La langue est partout. Elle se démultiplie en autant de portes d’entrées dans ce livre, ou plutôt de tentacules. Le sens des paysages qui tout à coup vous explosent à la figure et qui ont cela d’absolu qu’ils ne sont pas nécessaires. L’interrogation sur ce qu’est le récit, ce qu’est la peinture, ce que peut en un mot l’art. Parce que l’auteur sent que la langue ne peut se mettre en scène sans s’interroger en même temps sur ses propres artifices. En ce sens, ce premier roman a l’audace incroyable de se placer de lui-même au cœur de la question littéraire. Le propre des grands livres est d’offrir plusieurs faces, plusieurs parois, plusieurs voies d’accès, toutes plus exigeantes les unes que les autres.
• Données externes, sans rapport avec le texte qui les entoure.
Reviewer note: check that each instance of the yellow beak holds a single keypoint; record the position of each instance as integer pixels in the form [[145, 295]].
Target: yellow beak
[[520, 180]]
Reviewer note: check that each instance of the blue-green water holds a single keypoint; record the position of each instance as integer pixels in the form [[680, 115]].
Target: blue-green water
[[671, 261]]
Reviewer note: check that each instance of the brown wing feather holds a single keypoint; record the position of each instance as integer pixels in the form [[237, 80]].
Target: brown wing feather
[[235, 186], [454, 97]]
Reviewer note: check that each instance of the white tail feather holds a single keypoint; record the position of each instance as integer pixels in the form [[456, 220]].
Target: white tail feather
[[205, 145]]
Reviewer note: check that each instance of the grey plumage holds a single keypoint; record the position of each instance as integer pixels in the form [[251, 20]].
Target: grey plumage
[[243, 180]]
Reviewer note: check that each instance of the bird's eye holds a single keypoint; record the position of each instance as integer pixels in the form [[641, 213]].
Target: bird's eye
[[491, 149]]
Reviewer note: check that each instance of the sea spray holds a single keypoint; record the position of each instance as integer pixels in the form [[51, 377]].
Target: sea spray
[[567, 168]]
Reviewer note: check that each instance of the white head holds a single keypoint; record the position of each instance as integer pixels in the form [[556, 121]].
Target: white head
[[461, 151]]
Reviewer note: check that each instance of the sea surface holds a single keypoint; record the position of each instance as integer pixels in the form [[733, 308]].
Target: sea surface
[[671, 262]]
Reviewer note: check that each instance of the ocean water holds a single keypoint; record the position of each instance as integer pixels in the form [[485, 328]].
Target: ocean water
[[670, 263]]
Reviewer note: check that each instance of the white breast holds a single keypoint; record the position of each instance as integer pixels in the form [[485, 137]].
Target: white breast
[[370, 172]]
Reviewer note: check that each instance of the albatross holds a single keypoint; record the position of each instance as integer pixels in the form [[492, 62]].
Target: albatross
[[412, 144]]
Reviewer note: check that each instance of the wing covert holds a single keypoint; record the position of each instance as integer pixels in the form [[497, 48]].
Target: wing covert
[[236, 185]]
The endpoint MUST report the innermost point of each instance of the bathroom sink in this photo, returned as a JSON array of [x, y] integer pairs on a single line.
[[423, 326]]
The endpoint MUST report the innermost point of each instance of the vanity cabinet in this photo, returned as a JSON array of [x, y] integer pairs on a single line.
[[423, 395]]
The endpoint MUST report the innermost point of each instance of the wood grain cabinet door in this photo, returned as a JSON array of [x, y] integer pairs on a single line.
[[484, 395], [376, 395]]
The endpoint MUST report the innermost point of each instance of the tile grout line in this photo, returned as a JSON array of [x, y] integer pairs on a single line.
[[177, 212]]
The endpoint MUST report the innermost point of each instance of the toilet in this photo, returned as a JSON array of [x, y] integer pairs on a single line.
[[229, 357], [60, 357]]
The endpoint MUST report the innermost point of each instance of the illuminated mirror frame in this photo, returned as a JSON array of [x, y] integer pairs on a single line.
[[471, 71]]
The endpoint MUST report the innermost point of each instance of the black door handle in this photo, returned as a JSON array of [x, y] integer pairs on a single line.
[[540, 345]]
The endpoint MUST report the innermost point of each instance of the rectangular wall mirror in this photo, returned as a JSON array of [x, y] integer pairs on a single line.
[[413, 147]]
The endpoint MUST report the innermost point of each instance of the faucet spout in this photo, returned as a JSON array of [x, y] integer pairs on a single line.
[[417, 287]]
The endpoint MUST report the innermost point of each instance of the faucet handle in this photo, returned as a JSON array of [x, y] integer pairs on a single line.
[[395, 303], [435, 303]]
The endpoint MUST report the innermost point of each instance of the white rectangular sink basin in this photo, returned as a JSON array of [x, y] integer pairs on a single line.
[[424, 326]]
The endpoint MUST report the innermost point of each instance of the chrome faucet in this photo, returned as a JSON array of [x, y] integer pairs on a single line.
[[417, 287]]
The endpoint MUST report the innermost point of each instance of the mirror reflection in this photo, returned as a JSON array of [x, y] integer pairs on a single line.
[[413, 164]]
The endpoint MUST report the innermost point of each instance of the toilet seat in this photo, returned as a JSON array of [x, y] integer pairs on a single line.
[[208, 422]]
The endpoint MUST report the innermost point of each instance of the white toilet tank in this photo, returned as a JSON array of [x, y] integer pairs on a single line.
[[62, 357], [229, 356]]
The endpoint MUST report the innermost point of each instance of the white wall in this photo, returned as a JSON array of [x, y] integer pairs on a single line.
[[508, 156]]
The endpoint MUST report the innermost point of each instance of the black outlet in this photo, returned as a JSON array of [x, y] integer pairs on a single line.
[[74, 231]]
Et si dans notre drame national, notre pays était traversé avant tout non par la question sociale, non par la question nationale mais par la question littéraire, la question de la langue en tant que destin commun, la question de la parole comme vérité ? Car voilà bien le malheur que nous vivons, la langue politique s’est appauvrie, diluée comme une soupe famélique. Un bouillon clair, quelques grumeaux d’idées toutes faites, des filaments d’attaques personnelles, d’injures, de petites phrases qui surnagent. La politique nous parle une langue désertée par le cœur et par l’esprit, à tel point qu’elle est devenue incompréhensible aux Français, alors qu’elle a vocation à incarner et à devenir. Elle est tout à la fois héritage et art de vivre, singularité et universalisme, rencontre et échange. Nous ne nous en sortirons qu’en y remettant des sentiments, des émotions, de la générosité, de la hauteur, en un mot et quoi qu’on en dise, de l’amour de la France et des Français. Des majuscules, des accents divers et une inspiration collective.